# will my big fish eat my little fish?



## djm5683

i have 5 lake malawi cichlids in a 30 gallon that are mature and about 5 inches long. I have 10 gallon tank with 7 1.25 inch malawi cichlids and am thinking about combining the two into one 55 gallon tank. Will the big cichlids eat the little ones if i combine the two tanks into one 55 gallon?


----------



## Neolamprologus Marco

Big fish eat little fish.


----------



## MalawiLover

If the little ones can fit in the mouths of the bigger ones, they are fair game. What species are we talking about? Some will be more forgiving than others. Also, if you have really good hiding places for the smaller ones that the big ones can't get into, you may have better results.


----------



## webgirl74

They may be OK. Are the juvies of the same species as your mature fish? I added some extra juvie female peacocks (2") to my 55 gallon for a male I have that is over 4" and they got along fine. Just to be safe though, you might want to set up your 55 gallon and cycle it, then add your adult fish. Transfer the juveniles to your 30 gallon to grow out a bit more and then add them to the 55 gallon. I did try adding some non-cichlid dither fish to my tank and they maybe lasted 2 days. The fish basically ganged up on the smaller fish and battered them so much that they died from stress and injury.


----------



## Floridagirl

I'd wait a little longer. I just put some Placidochromis Phenos that were that size in with some 3.5" Labs and one got eaten very quickly. I fished them out, and will wait a bit longer. I've added juvies in my other tank, but it has more hiding places. I guess it boils down to how unhappy you will be if you lose any.


----------



## KMNL

Yep. Take it from someone who learned a hard lesson


----------



## mthigpen_02

It depends on the fish in the tank and the fish being added. I added 1.75 inch Albino Tiawan Reefs into a tank of Haps and they got ate so fast I couldn't get them out. I have added assorted 1 inch fish to the same tank with no problems.

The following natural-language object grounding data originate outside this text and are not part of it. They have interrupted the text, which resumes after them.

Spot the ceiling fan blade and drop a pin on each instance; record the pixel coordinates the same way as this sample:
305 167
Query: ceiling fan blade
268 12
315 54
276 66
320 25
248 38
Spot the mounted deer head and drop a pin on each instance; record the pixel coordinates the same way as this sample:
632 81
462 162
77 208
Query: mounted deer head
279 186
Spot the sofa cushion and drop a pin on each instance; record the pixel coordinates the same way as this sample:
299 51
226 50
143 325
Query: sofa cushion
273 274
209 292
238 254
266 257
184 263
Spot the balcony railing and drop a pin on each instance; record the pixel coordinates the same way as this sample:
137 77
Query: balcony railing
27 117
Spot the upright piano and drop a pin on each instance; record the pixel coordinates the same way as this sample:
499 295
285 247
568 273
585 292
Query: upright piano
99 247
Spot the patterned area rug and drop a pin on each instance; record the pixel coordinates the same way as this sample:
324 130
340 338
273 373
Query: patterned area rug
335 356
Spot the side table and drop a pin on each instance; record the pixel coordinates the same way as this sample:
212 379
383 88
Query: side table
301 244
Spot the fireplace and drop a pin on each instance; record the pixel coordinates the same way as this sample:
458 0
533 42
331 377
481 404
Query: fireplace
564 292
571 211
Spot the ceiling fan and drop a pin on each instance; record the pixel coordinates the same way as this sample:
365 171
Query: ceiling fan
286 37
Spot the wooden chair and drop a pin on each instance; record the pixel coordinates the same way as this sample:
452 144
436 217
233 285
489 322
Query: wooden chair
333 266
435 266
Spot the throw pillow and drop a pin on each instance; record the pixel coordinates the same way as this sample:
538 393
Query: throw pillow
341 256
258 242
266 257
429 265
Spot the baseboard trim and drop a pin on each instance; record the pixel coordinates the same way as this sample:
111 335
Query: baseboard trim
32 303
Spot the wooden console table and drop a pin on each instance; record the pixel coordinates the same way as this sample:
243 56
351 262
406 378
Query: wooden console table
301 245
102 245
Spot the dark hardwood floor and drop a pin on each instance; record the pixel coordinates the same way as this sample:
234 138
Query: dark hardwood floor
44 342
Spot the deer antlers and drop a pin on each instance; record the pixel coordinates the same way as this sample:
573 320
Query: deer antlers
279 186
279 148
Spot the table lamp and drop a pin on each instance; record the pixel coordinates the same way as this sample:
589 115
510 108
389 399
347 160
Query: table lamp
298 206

If you will add at night and have some spots only the small fish can get you will greatly increase their chances but still not a guarantee.


----------



## BRANT13

*** noticed that if the fish are well fed they wont even pay any attention to smaller fish...i think they see a bigger fish as more competition IMO


----------



## PiePuncher

Is this the answer you are looking for?
This is a fairly large lithobate(4-5inch) ZR eating an albino bristlenose. I have also had polits become lunch. I feed my fish well and they still love anything they can catch. Had some friends drop some betas in my tank and you can only guess what happened.


----------



## raggs715

thats a pretty intense picture!


----------



## MalawiLover

Wait. You have 5 malawis in a 30g tank?!?!? Dare I ask what species?


----------



## jfly

hmm thats kinda sad.. :roll:


----------